United States: Cybersecurity Threat Actors Target Data of Businesses Seeking Economic Relief

Keep up to date with Akin Gump Strauss Hauer & Feld's COVID-19 Resource Centre

Cybersecurity threat actors are targeting information of businesses seeking assistance during this time of crisis. For example, last week the Small Business Administration (SBA) reported a suspected data breach, affecting close to 8,000 applicants to the Economic Injury Disaster Loan Program. The SBA said that the personal information of more than 7,913 business owners who applied for disaster loans was possibly seen by other applicants. The data breach comes as the SBA is grappling with a sharp increase in phishing emails that are using the SBA's name claiming to offer relief for small businesses. Currently, the SBA is unable to accept new applications for the Economic Injury Disaster Loan, based on available appropriations funding.

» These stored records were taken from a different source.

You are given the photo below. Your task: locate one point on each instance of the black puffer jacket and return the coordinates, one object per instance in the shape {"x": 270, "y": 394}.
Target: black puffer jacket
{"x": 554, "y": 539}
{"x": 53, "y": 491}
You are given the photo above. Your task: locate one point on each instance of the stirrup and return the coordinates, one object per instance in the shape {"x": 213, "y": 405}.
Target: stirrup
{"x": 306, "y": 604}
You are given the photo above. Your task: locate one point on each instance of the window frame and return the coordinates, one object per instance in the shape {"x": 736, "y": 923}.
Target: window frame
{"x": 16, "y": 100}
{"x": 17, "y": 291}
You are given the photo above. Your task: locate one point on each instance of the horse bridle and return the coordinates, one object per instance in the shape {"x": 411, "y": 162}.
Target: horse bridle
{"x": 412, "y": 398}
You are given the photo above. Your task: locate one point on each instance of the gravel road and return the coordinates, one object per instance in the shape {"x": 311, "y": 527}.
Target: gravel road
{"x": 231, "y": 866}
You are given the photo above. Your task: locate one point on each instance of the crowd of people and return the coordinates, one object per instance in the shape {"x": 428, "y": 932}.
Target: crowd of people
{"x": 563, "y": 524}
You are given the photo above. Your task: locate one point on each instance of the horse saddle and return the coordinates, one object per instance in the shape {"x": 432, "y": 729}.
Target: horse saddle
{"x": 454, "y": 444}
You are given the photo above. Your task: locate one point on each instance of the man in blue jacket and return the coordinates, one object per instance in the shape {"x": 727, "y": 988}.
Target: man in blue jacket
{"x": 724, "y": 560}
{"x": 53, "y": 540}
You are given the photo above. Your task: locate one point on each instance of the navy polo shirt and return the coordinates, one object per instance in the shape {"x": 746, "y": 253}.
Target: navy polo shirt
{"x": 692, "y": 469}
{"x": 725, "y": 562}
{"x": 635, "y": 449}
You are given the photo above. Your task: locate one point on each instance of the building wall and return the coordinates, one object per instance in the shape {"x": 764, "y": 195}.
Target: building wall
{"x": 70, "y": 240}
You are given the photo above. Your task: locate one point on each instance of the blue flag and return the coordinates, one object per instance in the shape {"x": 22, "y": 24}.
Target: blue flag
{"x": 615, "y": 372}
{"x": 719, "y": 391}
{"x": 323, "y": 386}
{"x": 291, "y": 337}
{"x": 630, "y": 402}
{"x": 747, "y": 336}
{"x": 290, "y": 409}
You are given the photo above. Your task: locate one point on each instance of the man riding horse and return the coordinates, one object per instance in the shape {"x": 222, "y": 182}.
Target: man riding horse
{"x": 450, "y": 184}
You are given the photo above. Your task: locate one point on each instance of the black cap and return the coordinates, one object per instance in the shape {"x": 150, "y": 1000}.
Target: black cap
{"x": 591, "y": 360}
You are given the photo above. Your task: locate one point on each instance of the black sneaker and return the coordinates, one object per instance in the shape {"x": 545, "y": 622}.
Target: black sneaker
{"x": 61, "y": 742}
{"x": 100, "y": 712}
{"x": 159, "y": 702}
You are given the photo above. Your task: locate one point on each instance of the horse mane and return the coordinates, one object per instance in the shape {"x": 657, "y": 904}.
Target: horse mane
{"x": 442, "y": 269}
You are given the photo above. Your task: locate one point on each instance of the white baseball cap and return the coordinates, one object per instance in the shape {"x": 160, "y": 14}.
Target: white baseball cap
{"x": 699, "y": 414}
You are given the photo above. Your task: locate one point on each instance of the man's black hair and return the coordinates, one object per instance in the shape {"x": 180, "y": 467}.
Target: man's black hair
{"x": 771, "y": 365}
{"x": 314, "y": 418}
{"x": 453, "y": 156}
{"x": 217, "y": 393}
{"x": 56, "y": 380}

The FBI has warned of increased cyberattacks and fraud schemes related to COVID-19.  Business email compromise is also anticipated to rise as a result of the pandemic, with more than 1200 complaints already reported to the FBI related to COVID-19 fraud. As companies have shifted to remote work, they should adopt heightened cybersecurity protections, as suggested by the FBI:

Do:

• Select trusted and reputable telework software vendors; conduct additional due diligence when selecting foreign-sourced vendors.
• Restrict access to remote meetings, conference calls or virtual classrooms, including the use of passwords if possible.
• Beware of social engineering tactics aimed at revealing sensitive information. Make use of tools that block suspected phishing emails or allow users to report and quarantine them.
• Beware of advertisements or emails purporting to be from telework software vendors.
• Always verify the web address of legitimate websites or manually type it into the browser.

Don't:

• Share links to remote meetings, conference calls or virtual classrooms on open websites or open social media profiles.
• Open attachments or click links within emails from senders you do not recognize.
• Enable remote desktop access functions like Remote Desktop Protocol (RDP) or Virtual Network Computing (VNC) unless absolutely needed.